The function cannot distinguish between the first and second occurrences of the times 02:00 and 02:30. The output and the following plot reveal that the timestamps between 02:00 and 03:00 (exclusive) are always interpreted as being in summer time (CEST).
How can we tell R that the first occurrences of 02:00 and 02:30 refer to CEST and the second ocurrences refer to CET? We could try the following:
as.POSIXct(tz = "Europe/Berlin", c(
"2017-10-29 01:30:00 CEST",
"2017-10-29 02:00:00 CEST",
"2017-10-29 02:30:00 CEST",
"2017-10-29 02:00:00 CET",
"2017-10-29 02:30:00 CET",
"2017-10-29 03:00:00 CET"
))
#> [1] "2017-10-29 01:30:00 CEST" "2017-10-29 02:00:00 CEST"
#> [3] "2017-10-29 02:30:00 CEST" "2017-10-29 02:00:00 CEST"
#> [5] "2017-10-29 02:30:00 CEST" "2017-10-29 03:00:00 CET"
Unfortunately, this does not work! Again, everything between 02:00 and 03:00 (exclusive) is assumed to refer to CEST, as the output above indicates. However, R accepts a format in which the number of hours ahead of Coordinated Universal Time (UTC) is indicated in the timestamps. In our example this looks as follows:
iso_timestamps <- c(
"2017-10-29 01:30:00+0200",
"2017-10-29 02:00:00+0200",
"2017-10-29 02:30:00+0200",
"2017-10-29 02:00:00+0100",
"2017-10-29 02:30:00+0100",
"2017-10-29 03:00:00+0100"
)
Timestamps in CEST are two hours (and zero minutes) ahead of UTC.
This is indicated in the timestamp by the ending +0200.

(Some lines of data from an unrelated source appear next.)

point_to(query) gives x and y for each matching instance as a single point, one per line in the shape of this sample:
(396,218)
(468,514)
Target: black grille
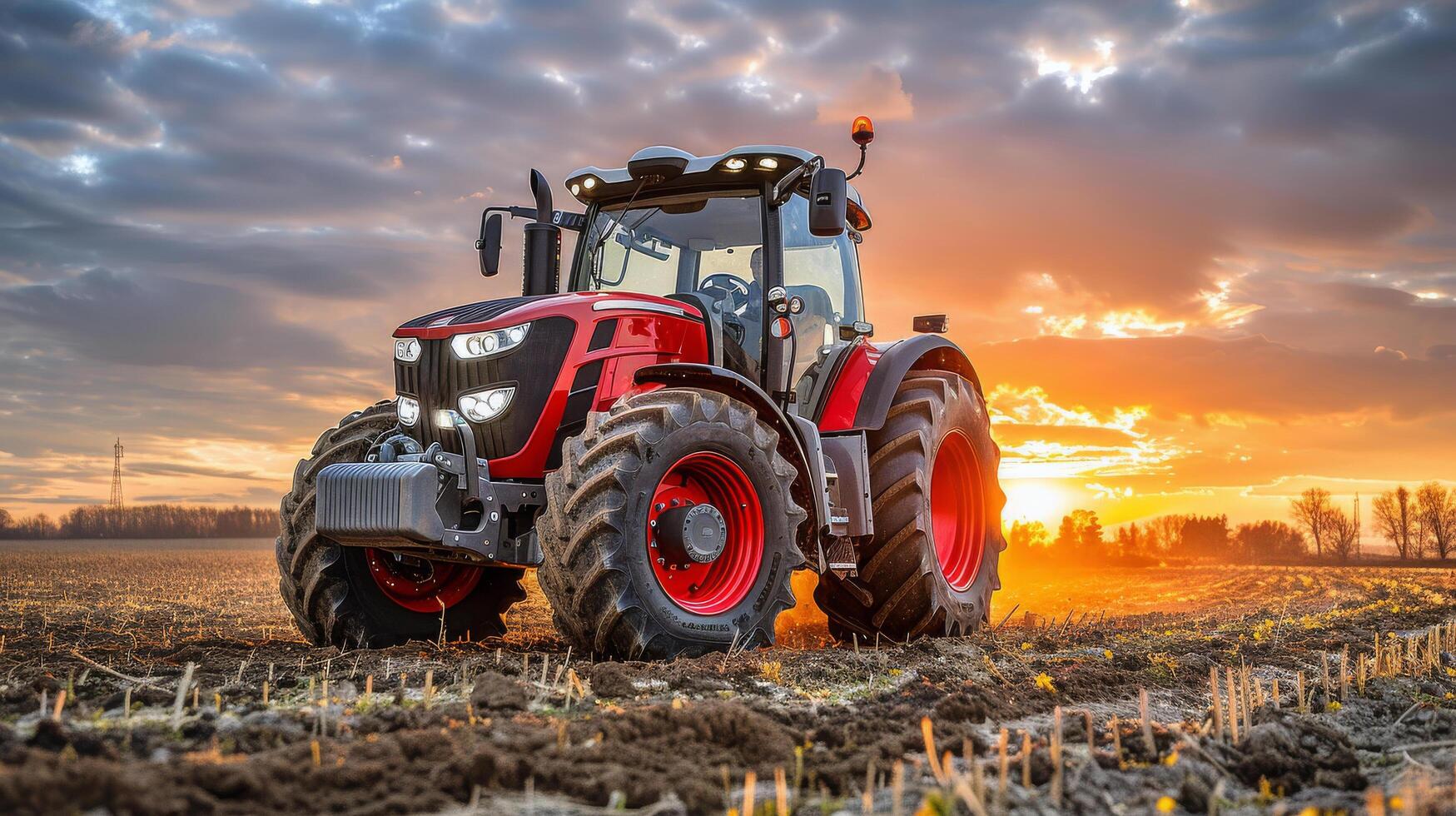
(439,381)
(472,314)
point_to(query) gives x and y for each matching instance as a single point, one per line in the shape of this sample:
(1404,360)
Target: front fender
(808,484)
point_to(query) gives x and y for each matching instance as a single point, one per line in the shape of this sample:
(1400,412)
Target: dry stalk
(897,787)
(1247,701)
(1026,759)
(781,787)
(1234,705)
(1003,761)
(1056,757)
(1117,738)
(1218,705)
(927,730)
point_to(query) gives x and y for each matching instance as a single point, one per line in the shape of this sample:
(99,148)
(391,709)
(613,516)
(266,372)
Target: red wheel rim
(957,510)
(719,585)
(430,590)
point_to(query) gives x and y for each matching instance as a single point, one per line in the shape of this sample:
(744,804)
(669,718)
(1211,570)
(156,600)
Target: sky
(1201,254)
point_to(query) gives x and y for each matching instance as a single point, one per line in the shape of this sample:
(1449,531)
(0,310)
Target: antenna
(116,477)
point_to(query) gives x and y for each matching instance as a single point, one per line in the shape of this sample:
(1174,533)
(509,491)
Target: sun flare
(1036,500)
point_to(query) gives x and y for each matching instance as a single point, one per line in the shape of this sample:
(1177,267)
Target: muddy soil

Timestamps in CET are only one hour ahead of UTC and thus indicated by
+0100. Timestamps given in this format can be converted to
POSIXct objects by setting the format
argument of the
as.POSIXct()
function to "%F %T%z"
:
as.POSIXct(iso_timestamps, tz = "Europe/Berlin", format = "%F %T%z")
#> [1] "2017-10-29 01:30:00 CEST" "2017-10-29 02:00:00 CEST"
#> [3] "2017-10-29 02:30:00 CEST" "2017-10-29 02:00:00 CET"
#> [5] "2017-10-29 02:30:00 CET" "2017-10-29 03:00:00 CET"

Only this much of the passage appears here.